Some of the standouts in this collection include:
“Among the Thorns.” This story leads out the collection with a heart-breaking tale of long-burning revenge. The protagonist of the story hears that not only was her father murdered by villagers while on his peddling route, but that those same villagers gleefully retell the story of the murder to show their anti-Semitic cred. I love a story of Jewish revenge.
“Rats.” Writing about addiction is hard, especially when writers want readers to empathize the addicts. Here, Schanoes turns the torment of addiction into a story of a girl born with rats clawing at her from inside who eventually meets a boy who also has rats inside. This horrific modern folk tale is further blended with a true crime story that punk fans will instantly recognize.

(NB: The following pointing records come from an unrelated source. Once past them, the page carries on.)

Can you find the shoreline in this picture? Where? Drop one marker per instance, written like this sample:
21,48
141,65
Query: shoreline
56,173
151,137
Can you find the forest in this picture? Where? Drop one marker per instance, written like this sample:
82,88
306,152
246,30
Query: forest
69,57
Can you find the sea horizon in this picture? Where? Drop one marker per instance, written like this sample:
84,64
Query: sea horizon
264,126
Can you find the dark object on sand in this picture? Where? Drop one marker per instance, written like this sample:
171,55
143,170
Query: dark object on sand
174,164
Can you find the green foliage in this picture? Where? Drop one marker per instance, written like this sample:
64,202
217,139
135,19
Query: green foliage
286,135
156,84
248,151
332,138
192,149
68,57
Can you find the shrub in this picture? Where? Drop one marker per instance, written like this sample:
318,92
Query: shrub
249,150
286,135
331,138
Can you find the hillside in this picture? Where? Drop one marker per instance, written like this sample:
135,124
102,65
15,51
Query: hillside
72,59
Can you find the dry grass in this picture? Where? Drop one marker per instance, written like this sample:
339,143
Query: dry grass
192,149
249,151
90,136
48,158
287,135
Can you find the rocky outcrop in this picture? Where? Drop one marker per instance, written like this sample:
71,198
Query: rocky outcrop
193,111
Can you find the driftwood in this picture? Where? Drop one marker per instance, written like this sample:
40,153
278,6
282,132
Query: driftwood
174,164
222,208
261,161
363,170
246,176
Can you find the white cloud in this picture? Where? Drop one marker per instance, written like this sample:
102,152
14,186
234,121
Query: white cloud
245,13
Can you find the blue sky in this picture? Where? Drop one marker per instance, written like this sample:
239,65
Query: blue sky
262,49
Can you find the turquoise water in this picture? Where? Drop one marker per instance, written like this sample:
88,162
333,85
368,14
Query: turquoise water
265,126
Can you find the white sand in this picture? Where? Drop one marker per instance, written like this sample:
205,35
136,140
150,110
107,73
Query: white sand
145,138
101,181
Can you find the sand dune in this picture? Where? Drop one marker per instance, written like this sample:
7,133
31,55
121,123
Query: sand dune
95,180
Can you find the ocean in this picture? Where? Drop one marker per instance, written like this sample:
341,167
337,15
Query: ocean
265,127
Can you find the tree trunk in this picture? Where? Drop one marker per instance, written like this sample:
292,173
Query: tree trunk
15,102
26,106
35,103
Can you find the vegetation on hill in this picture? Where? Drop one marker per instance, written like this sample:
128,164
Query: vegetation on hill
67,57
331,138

“Emma Goldman Takes Tea with Baba Yaga.” In another story that blends actual history with folklore, we see the anarchist Emma Goldman fight against despair in post-revolutionary Russia. She had agitated all her life for change, workers’ rights, and free love—but she never made much headway in the United States and the revolution had gone sour by the time she was exiled to Russia. One day, after going for a ramble in the woods, Goldman is offered an extraordinary deal by Baba Yaga. Will Goldman give up hope for a kind of shadow power?
I really enjoyed this collection, even if many of the stories were downright frightening. I will certainly keep an eye out for future collections from Veronica Schanoes.
I received a free copy of this book from the publisher via NetGalley, for review consideration.